3、如果任务未完成就创建一个WaitNode对象,内部持有一个当前线程的引用,并且添加到waiters链表上,最后通过LockSupport.park阻塞线程。
因此任务完成后finishCompletion方法就作用就是将waiters链表的每个WaitNode中的线程唤醒,以便执行report(s)。
private V report(int s) throws ExecutionException {
Object x = outcome;
if (s == NORMAL)
return (V)x;
if (s >= CANCELLED)
throw new CancellationException();
throw new ExecutionException((Throwable)x);
}
report方法将会返回给调用FutureTask.get方法的线程Callable任务的结果或者异常。
FutureTask任务的取消
ExecutorService.submit方法会返回一个Future对象,上文已经分析过,它实际是FutureTask对象向上转型。
因此Future的cancel方法是在FutureTask中实现的。
public boolean cancel(boolean mayInterruptIfRunning) {
if (!(state == NEW &&
UNSAFE.compareAndSwapInt(this, stateOffset, NEW,
mayInterruptIfRunning ? INTERRUPTING : CANCELLED)))
return false;
try { // in case call to interrupt throws exception
if (mayInterruptIfRunning) {
try {
Thread t = runner;
if (t != null)
t.interrupt();
} finally { // final state
UNSAFE.putOrderedInt(this, stateOffset, INTERRUPTED);
}
}
} finally {
finishCompletion();
}
return true;
}
首先通过CAS操作尝试将FutureTask状态从NEW改为INTERRUPTING 或CANCELLED。如果FutureTask的状态不为NEW,也就是任务已经执行完,cancel方法会被视为无效返回。因此cancel方法只适用于未开始执行或者已经开始执行但未完成的任务。

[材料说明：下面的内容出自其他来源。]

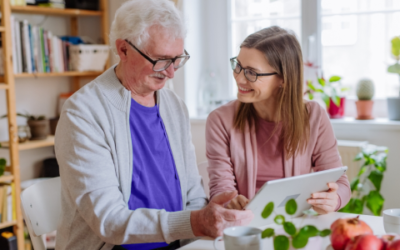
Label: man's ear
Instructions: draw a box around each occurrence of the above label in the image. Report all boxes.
[115,39,128,61]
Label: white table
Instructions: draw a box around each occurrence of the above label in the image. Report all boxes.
[180,213,385,250]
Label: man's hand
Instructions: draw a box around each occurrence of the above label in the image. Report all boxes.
[226,194,249,210]
[307,182,339,214]
[190,191,254,238]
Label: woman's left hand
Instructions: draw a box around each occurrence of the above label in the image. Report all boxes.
[307,182,339,214]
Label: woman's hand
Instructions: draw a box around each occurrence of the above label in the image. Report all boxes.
[307,182,339,214]
[226,194,249,210]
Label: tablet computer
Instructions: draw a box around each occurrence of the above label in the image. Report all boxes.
[245,167,347,227]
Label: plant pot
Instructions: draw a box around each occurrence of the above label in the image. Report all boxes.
[328,97,346,119]
[387,97,400,121]
[27,120,49,140]
[356,100,374,120]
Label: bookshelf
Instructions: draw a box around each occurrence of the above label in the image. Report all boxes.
[0,0,110,250]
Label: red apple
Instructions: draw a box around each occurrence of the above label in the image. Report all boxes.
[330,216,372,250]
[345,234,385,250]
[386,239,400,250]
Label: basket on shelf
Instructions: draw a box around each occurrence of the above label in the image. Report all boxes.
[69,44,110,71]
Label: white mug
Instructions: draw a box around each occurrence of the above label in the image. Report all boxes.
[214,227,262,250]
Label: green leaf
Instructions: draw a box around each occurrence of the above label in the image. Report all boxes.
[319,229,332,237]
[350,177,360,192]
[274,235,289,250]
[318,78,326,87]
[368,170,383,191]
[299,225,319,237]
[261,202,274,219]
[322,93,331,108]
[261,228,275,239]
[283,221,297,235]
[285,199,297,215]
[292,233,308,249]
[366,190,385,216]
[354,152,364,161]
[339,198,364,214]
[274,214,285,225]
[329,76,342,82]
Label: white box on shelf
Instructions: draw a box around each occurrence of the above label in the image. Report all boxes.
[69,44,110,71]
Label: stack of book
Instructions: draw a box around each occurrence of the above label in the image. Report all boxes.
[11,16,70,74]
[0,183,17,223]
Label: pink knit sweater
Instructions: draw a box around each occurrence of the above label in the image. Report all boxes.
[206,100,351,209]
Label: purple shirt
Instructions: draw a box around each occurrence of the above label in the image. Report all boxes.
[123,99,182,250]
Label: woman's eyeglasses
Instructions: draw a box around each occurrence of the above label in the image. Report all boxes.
[125,39,190,72]
[230,57,278,82]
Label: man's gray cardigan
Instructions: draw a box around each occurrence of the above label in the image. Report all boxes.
[55,67,207,250]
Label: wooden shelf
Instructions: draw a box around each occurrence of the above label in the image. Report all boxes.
[14,71,103,78]
[11,6,103,16]
[0,221,17,229]
[0,135,54,150]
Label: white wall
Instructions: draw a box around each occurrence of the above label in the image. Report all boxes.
[191,119,400,211]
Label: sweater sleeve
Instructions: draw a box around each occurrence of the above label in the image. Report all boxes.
[206,109,237,199]
[312,104,351,211]
[55,111,194,245]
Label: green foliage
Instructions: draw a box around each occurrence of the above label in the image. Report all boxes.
[261,199,331,250]
[305,76,349,108]
[388,36,400,76]
[339,145,388,216]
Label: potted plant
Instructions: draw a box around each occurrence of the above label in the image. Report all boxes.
[356,79,375,120]
[305,76,348,118]
[339,145,388,216]
[387,36,400,120]
[261,199,331,250]
[17,113,49,140]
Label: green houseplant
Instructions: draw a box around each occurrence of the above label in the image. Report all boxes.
[305,76,348,118]
[339,145,388,216]
[387,36,400,120]
[261,199,331,250]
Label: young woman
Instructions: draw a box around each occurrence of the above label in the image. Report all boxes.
[206,26,350,214]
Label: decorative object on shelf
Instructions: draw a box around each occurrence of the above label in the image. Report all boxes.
[356,78,375,120]
[261,199,331,250]
[69,44,110,71]
[387,36,400,121]
[18,125,31,143]
[305,76,349,118]
[17,113,49,140]
[339,145,388,216]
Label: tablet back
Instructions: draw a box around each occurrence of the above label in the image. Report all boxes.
[246,167,347,227]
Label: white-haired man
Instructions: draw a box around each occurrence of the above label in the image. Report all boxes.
[55,0,253,250]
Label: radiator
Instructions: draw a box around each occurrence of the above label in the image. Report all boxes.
[337,140,368,182]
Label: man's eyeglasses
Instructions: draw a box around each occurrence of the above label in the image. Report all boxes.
[125,39,190,72]
[230,57,278,82]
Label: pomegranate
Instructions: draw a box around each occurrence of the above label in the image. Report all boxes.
[331,216,372,250]
[386,238,400,250]
[345,234,385,250]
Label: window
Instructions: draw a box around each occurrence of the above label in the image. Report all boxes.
[228,0,400,98]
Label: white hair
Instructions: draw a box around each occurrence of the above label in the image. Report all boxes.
[109,0,186,54]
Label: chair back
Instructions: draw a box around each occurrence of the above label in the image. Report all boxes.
[197,161,210,198]
[21,177,61,250]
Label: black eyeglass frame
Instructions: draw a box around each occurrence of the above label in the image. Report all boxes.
[125,39,190,72]
[229,56,278,82]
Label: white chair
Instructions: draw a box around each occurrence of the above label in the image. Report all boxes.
[21,177,61,250]
[197,161,210,198]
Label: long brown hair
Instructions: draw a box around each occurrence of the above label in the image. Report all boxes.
[234,26,310,159]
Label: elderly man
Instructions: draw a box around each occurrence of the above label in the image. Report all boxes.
[55,0,253,250]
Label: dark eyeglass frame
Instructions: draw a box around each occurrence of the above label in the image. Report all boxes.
[125,39,190,72]
[229,56,278,82]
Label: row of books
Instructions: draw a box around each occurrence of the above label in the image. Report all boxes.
[0,183,17,223]
[11,15,70,73]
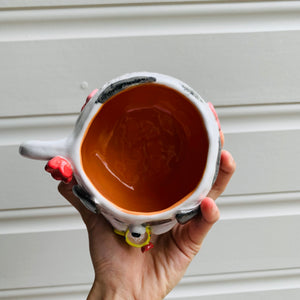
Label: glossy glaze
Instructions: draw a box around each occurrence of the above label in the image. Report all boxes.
[81,83,208,213]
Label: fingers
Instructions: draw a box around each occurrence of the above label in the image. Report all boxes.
[173,198,220,260]
[208,150,236,200]
[189,198,220,250]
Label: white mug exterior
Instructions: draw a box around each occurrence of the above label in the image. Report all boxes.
[20,72,221,244]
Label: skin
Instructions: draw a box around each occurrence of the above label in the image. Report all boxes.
[58,132,235,300]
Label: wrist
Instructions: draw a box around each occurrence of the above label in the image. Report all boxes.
[87,281,134,300]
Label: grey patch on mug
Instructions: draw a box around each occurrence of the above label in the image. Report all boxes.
[72,185,98,214]
[182,84,206,103]
[212,137,222,185]
[176,206,200,225]
[95,76,156,103]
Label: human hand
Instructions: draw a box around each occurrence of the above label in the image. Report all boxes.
[59,134,235,300]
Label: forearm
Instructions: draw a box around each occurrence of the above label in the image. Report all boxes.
[87,281,135,300]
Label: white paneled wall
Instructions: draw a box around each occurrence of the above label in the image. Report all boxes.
[0,0,300,300]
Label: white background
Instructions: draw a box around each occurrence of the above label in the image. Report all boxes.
[0,0,300,300]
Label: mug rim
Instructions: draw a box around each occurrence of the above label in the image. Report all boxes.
[68,72,219,223]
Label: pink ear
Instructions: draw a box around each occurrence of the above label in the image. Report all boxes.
[81,89,98,111]
[207,102,221,130]
[45,156,73,183]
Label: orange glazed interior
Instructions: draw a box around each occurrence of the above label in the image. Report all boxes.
[81,83,208,213]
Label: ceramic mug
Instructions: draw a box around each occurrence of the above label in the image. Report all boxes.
[20,72,221,249]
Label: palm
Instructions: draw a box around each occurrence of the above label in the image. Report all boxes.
[59,151,235,299]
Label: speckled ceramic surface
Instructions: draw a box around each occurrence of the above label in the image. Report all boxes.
[20,72,221,247]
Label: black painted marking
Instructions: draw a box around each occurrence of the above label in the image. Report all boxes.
[212,137,222,184]
[95,76,156,103]
[176,206,200,225]
[73,185,98,214]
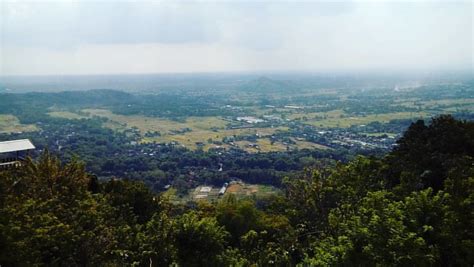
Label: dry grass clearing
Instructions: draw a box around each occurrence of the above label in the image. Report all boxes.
[83,109,288,151]
[48,111,87,120]
[0,114,38,133]
[226,182,280,198]
[306,112,428,128]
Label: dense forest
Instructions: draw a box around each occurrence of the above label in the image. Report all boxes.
[0,116,474,266]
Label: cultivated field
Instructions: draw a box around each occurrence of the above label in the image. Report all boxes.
[0,114,38,133]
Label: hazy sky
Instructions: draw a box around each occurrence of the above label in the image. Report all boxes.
[0,0,474,75]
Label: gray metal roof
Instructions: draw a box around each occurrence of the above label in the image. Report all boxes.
[0,139,35,153]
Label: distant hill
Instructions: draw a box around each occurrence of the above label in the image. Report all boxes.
[239,76,298,93]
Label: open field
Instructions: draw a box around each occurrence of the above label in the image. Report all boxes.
[0,114,38,133]
[163,182,281,203]
[226,182,280,198]
[48,111,87,120]
[306,112,428,128]
[70,109,288,151]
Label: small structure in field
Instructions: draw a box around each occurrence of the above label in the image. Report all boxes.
[0,139,35,169]
[219,183,229,196]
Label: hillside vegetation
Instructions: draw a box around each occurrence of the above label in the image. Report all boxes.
[0,116,474,266]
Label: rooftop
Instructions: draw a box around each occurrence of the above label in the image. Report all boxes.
[0,139,35,153]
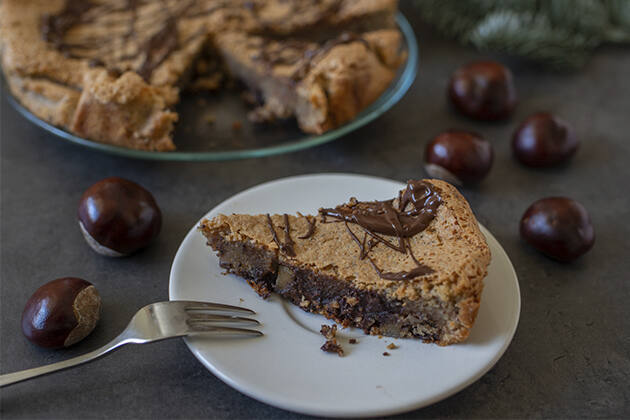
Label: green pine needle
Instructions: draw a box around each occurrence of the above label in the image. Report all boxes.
[416,0,630,69]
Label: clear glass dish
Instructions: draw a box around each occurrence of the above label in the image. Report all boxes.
[7,13,418,162]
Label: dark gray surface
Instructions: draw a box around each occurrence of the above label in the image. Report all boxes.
[0,10,630,419]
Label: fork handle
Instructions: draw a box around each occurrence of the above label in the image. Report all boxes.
[0,334,129,387]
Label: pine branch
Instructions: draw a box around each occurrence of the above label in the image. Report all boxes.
[416,0,630,68]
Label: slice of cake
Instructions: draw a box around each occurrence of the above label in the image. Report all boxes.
[199,180,490,345]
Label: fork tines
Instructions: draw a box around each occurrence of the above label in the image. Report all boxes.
[184,302,263,335]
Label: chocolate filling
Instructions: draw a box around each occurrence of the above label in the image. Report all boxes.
[208,232,446,342]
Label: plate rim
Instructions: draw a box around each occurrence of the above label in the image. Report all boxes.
[169,172,522,418]
[3,11,419,162]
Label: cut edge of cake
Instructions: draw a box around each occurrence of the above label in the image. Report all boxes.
[199,180,491,345]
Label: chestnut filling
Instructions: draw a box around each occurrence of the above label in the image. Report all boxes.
[208,232,457,342]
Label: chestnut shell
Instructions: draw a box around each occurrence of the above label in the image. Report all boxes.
[22,277,100,348]
[78,177,162,255]
[424,131,494,184]
[448,61,518,120]
[520,197,595,262]
[512,112,580,167]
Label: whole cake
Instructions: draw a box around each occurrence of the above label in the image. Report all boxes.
[0,0,405,151]
[199,179,490,345]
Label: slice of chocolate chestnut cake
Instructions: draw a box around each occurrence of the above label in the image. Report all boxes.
[199,179,490,345]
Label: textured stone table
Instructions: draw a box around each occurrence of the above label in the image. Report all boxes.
[0,10,630,419]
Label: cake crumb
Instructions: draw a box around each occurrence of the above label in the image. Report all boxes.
[320,338,343,357]
[319,324,337,340]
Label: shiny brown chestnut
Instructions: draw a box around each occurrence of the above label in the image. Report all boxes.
[78,177,162,257]
[22,277,101,348]
[512,112,580,167]
[520,197,595,262]
[448,61,517,120]
[424,131,494,185]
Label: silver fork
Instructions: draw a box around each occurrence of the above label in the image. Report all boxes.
[0,300,263,387]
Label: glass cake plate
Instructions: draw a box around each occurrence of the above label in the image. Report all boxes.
[7,13,418,161]
[169,174,521,417]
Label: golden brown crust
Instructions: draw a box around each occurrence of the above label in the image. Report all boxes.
[200,180,491,345]
[0,0,404,151]
[70,70,177,151]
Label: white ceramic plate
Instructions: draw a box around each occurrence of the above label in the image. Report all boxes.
[169,174,521,417]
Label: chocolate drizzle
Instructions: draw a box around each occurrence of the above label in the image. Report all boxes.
[41,0,201,80]
[267,213,295,257]
[319,181,442,280]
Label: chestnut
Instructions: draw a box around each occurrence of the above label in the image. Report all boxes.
[520,197,595,262]
[22,277,101,348]
[78,177,162,257]
[448,61,517,120]
[424,131,494,185]
[512,112,580,167]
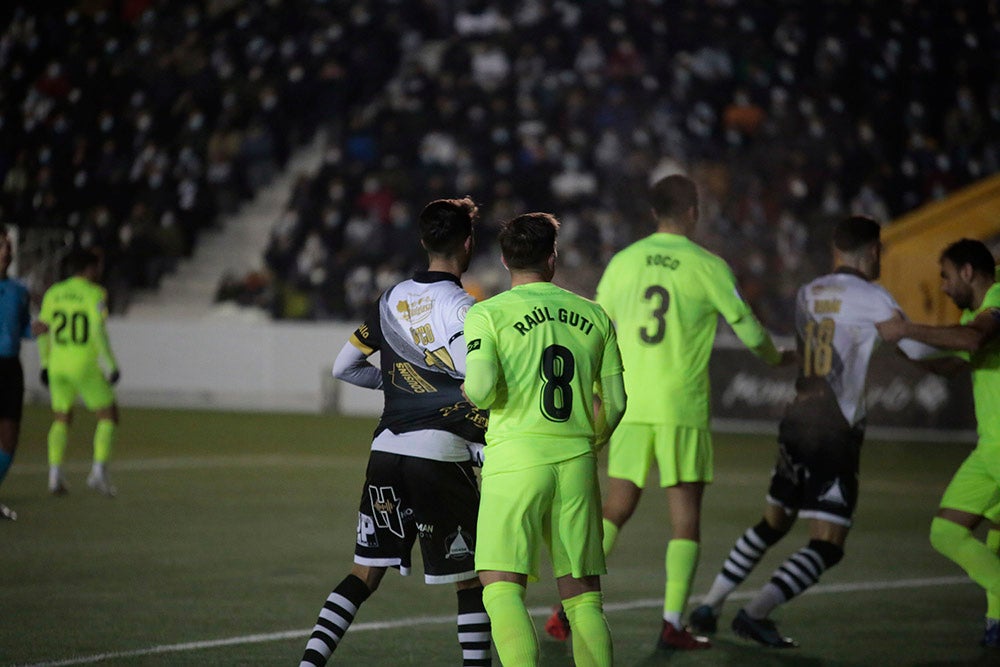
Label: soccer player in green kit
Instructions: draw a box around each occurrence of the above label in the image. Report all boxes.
[546,175,794,650]
[38,250,119,497]
[465,213,626,667]
[877,239,1000,648]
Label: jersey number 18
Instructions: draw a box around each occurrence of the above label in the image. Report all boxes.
[802,317,836,377]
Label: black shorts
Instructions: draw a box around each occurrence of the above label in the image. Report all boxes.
[354,451,479,584]
[767,420,865,526]
[0,357,24,422]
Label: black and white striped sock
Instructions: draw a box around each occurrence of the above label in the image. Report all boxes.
[703,521,785,612]
[458,586,493,667]
[299,574,371,667]
[745,540,844,618]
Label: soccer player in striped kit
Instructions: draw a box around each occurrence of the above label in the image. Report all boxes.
[689,216,938,648]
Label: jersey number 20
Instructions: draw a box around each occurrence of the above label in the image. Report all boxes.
[52,310,90,345]
[539,345,576,422]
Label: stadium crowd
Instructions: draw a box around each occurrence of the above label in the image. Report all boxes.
[0,0,1000,332]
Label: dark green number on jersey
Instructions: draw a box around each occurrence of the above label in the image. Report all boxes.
[639,285,670,345]
[52,310,90,345]
[541,345,576,422]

参数mayInterruptIfRunning如果为true,则将状态设置为INTERRUPTING,然后尝试将运行任务的线程runner对象中断。回顾run方法中的UNSAFE.compareAndSwapObject(this, runnerOffset,null, Thread.currentThread())就是利用CAS操作将runner对象赋值为任务的执行线程。最后将FutureTask的状态同步设置为INTERRUPTED。
如果mayInterruptIfRunning为false则不会尝试中断线程,而是将FutureTask的状态同步设置为CANCELLED。
最终执行finishCompletion方法,这个方法上文已经分析过,它会将所有调用get方法阻塞等待结果的线程唤醒,并调用done方法。所以一旦调用cancel,已经调用get方法的线程将被立即唤醒并返回CancellationException异常。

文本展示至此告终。